We don't talk that way anymore. A Jamesian dialogue doesn't exist anymore. Those meandering (not always a negative, I love a lingering sentence) psychological profiles through dialogue and insightful little asides, they don't work anymore. We're all too psych-popped. We all have a little unofficial diploma in a handful of Phys - we are all in some way obsessed with motives in as matter-of-fact way as we are in keeping a finger in the Culture, it is part of the culture, to call a thing phallic, accuse the least stutter of breaking into a full scale Freudian slip, we all get the Oedipal thing on some level whether we believe it or not. Phys-hobbyists all of us, we won't bow any longer to the insights of a Henry James. We think we know more than he knew about what we think. Whenever I read in a blurb - psychological insights - it turns me off like when I read the words 'loss', 'life', 'redemption,' 'love' and 'death'. I don't dislike the words or what they mean, but I hate a book to claim it is actually about these things. Just as I don't think there are any very interesting or accurate portraits of 'physiological insight' coming out anymore. And this is largely because our concepts of our own minds are made up, and also partly because the really interesting stuff - the neurophilosophyy of Patricia Churchland for example, or the more radical sociological studies - haven't made their debut in fiction. So, throwing the depth aside for later, it is all about the sentence and how one sentence following another sentence gives you - on the best pages - a whole though, a whole working-through of the mind of a James human.

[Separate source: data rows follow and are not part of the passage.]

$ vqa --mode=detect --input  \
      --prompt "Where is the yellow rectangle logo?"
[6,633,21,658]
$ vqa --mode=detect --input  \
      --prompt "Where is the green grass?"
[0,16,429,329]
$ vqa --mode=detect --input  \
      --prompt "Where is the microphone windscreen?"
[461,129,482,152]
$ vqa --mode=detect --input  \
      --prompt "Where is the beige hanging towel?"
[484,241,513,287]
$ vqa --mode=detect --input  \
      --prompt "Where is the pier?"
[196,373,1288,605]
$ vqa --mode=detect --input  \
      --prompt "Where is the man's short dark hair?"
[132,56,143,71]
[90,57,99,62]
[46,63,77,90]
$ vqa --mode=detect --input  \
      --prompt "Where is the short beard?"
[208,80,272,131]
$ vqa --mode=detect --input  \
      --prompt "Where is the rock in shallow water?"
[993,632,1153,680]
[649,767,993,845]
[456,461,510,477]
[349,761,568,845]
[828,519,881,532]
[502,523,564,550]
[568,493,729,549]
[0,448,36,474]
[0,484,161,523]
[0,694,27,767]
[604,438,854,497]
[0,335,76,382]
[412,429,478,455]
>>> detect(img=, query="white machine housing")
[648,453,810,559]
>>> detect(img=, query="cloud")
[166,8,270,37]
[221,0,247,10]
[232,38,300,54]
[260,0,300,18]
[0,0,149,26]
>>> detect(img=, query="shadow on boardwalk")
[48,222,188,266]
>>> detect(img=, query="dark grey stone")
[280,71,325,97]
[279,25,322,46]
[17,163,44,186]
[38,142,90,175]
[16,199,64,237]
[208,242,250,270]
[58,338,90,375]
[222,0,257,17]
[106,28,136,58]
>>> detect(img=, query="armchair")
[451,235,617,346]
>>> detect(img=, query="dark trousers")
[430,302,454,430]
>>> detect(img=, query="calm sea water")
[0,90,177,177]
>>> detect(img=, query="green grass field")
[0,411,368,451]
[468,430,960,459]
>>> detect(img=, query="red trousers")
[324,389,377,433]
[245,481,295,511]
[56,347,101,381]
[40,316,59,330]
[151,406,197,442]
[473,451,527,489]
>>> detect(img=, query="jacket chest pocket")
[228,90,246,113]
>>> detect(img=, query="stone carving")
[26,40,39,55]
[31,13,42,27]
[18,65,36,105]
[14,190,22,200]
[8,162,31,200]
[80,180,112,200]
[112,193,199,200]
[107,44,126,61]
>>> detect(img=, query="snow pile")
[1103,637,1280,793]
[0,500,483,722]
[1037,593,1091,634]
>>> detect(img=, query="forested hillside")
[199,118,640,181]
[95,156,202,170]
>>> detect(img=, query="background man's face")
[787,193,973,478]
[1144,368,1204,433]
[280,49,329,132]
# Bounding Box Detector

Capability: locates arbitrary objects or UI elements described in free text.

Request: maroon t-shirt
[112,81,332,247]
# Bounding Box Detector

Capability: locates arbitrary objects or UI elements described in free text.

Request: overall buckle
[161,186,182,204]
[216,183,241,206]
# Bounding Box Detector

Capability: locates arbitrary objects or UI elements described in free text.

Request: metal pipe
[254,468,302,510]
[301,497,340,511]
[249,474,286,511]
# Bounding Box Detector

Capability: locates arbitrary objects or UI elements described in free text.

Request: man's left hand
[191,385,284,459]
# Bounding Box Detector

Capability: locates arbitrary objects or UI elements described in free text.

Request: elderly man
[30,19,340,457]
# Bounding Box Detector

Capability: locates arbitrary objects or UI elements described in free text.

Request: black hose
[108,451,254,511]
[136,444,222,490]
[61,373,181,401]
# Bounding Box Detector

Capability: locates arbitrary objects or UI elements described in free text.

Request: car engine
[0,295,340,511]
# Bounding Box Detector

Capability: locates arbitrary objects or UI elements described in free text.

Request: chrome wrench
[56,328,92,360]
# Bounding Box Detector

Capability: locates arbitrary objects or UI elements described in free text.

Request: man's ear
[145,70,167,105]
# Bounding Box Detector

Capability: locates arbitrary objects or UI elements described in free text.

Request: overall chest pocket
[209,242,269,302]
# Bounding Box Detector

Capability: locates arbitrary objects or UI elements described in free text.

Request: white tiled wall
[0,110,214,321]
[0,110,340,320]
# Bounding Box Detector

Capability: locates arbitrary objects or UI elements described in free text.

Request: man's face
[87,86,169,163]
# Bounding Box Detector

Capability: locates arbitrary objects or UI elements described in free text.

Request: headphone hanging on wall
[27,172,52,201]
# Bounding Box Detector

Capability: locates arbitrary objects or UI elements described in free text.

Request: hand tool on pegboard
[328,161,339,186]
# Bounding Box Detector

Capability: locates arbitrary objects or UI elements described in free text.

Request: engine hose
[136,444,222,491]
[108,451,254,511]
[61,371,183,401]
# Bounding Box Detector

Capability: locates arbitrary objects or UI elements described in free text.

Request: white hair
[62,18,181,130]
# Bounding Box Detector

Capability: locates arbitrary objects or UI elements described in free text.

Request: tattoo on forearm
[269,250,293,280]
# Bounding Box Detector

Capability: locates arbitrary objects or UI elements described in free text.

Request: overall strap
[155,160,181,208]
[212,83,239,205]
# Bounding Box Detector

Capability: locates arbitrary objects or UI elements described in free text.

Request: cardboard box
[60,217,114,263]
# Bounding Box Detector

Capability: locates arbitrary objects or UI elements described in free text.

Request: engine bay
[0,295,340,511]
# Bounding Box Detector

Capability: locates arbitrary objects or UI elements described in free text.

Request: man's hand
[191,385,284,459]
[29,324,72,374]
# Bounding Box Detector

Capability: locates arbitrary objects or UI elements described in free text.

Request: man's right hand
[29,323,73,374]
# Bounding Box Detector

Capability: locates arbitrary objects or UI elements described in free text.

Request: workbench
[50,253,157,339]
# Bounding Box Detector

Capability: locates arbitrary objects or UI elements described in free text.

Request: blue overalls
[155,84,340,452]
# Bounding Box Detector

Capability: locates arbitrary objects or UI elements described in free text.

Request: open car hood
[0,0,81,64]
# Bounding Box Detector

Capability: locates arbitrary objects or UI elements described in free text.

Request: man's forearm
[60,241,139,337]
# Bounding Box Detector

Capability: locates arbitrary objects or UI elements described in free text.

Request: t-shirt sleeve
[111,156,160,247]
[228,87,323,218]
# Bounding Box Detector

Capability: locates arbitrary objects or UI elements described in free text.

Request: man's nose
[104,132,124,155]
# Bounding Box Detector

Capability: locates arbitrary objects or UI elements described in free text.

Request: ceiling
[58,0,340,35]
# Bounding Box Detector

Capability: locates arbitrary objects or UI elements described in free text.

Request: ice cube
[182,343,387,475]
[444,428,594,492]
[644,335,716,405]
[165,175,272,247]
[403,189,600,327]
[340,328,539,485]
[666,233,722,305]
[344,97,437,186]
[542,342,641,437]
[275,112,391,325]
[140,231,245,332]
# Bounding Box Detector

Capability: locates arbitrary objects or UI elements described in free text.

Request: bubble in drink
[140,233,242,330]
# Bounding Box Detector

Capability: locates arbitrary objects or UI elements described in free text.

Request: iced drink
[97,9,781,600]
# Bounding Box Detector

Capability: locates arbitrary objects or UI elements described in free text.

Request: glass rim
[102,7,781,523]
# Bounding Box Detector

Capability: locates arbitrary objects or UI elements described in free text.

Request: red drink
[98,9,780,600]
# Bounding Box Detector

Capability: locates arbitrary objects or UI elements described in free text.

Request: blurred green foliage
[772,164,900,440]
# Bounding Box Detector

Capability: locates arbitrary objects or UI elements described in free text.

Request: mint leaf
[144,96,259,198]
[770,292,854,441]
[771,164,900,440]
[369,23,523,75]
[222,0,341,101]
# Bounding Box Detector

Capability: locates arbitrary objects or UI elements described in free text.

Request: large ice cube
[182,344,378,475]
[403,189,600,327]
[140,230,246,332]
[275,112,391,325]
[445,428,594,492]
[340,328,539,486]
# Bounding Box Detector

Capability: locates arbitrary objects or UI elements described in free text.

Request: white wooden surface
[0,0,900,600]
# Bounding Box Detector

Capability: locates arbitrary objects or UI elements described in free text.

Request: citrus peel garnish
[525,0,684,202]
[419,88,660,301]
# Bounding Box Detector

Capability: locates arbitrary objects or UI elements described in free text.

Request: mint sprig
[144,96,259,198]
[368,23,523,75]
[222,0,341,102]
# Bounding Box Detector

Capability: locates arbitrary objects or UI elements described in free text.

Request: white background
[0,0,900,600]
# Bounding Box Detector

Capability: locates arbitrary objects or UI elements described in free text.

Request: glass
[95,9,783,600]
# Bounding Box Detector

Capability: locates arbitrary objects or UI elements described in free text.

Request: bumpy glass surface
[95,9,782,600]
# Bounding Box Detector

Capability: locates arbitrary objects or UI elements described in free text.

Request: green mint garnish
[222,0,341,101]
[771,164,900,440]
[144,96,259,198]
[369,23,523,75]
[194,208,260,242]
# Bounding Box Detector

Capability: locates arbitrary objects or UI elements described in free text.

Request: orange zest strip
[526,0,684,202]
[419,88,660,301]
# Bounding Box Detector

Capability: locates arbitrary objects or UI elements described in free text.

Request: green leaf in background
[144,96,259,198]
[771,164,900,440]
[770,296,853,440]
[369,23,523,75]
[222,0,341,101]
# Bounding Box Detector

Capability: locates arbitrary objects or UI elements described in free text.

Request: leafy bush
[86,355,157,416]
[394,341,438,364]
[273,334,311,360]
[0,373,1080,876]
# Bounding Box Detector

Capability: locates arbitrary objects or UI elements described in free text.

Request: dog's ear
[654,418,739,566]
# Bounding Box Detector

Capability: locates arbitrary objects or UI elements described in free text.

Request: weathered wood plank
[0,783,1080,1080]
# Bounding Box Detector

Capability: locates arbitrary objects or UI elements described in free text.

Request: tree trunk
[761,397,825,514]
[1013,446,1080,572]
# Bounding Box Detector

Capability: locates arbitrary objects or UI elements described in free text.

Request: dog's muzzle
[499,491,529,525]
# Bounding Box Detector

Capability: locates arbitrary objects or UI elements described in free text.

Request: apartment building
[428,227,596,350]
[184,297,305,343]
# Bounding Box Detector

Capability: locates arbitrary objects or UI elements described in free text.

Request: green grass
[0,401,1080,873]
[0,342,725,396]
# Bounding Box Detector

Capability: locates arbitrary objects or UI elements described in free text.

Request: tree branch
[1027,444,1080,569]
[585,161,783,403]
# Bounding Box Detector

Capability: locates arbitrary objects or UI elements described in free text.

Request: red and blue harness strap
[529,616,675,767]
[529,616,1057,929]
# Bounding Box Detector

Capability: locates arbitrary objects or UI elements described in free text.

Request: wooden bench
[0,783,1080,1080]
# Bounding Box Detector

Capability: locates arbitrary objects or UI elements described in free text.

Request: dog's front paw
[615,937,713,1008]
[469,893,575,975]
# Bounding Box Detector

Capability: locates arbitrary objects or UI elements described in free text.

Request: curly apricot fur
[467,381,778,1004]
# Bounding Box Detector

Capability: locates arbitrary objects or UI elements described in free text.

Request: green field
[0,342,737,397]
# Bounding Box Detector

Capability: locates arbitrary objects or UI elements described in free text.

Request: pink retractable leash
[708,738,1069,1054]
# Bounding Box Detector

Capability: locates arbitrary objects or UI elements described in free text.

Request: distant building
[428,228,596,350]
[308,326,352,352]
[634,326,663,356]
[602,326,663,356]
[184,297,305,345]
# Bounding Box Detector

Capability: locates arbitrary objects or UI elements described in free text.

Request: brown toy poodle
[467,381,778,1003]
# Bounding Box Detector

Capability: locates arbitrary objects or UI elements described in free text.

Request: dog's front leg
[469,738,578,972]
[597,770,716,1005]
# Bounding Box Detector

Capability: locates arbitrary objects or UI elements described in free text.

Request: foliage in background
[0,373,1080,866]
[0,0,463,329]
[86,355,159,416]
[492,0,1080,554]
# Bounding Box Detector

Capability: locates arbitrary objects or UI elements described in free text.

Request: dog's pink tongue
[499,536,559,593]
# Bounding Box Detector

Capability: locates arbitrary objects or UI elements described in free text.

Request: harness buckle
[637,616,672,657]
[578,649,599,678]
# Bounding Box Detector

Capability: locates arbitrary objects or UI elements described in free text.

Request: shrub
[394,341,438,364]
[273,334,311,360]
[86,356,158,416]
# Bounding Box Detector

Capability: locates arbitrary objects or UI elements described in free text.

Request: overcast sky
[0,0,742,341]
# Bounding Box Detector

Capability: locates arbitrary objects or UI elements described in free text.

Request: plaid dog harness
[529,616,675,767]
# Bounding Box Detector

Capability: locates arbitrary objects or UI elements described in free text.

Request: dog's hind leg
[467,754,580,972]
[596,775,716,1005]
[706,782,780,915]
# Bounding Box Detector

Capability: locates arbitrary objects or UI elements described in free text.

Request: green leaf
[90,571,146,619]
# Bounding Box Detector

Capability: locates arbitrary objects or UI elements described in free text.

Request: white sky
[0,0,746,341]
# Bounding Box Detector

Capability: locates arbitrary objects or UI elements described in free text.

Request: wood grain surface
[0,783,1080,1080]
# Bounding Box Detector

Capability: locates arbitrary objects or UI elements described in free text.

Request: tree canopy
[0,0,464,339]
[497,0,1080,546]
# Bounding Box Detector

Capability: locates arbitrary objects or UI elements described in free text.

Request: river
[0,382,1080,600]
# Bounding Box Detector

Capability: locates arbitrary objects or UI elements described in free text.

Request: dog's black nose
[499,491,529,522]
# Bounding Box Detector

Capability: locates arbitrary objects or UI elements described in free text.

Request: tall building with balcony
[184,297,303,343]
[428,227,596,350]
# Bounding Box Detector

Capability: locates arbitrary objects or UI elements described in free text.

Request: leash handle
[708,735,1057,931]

It is thanks in part to William Gass' 'Word in the World' that I came back to James. There is not actually an essay on James in the book, but I know from listening to KBRW Bookworm show, with Michael Silverblatt, when Gass came on and read a passage from Wings of the Dove and deconstructed it, that James is one of his major pillars of the pantheon. Then taking James up I read it him more attentively, and found Gass was right. I saw the architecture, and Gass coupled with James' own preface, helped me see the pier which leads to the shore or high street, on into page-infinite places. I think there is a direct tract from James into modernism, it seems obvious to me. The details, the whirling surface area of human action and thought, how can't there be a link between James and Joyce - it just seems like an obvious connection. So what's now got my brain in a loose knot is wondering where you can go with James if you sidestep (I know, in reality this is impossible) modernism - what kind of book can you produce if you take Henry James alone and dip him in the gloss of the 21st Century, what's produced? It would not be naturalism as it's written now. That is as fallacious a movement in current literature as the further reaches of the avante-garde. It would have to first take account of all the neurological backwaters, it would have to be in part an fMRI scan and a map. Above all the problem might be that so crucially anti-elitist are we, another reason James is more respected than read, it becomes more and more difficult to get your 'type' in fiction. James lived in a time and place where people were ground into the hard surface of knowing their place. One of the most interesting things about writing about people today is that it is all interchangeable. Everybody can be a bit of everybody else. We admire rags that become riches and usually celebrate riches becoming rags. But there's more to that. When Riches can scale the trillions and rags dredge the slums of Mumbai, we're choosing between more than just your Aunt Maud's and Oliver Twists. I'll continue this when I've finished Wings of the Dove.

Which, incidentally, you can get for Free here. I chose not to, there are just some books I need to see and be able to tear a little bit and get a smatch (a word used in the book for stain, which I prefer to stain) inside the pages.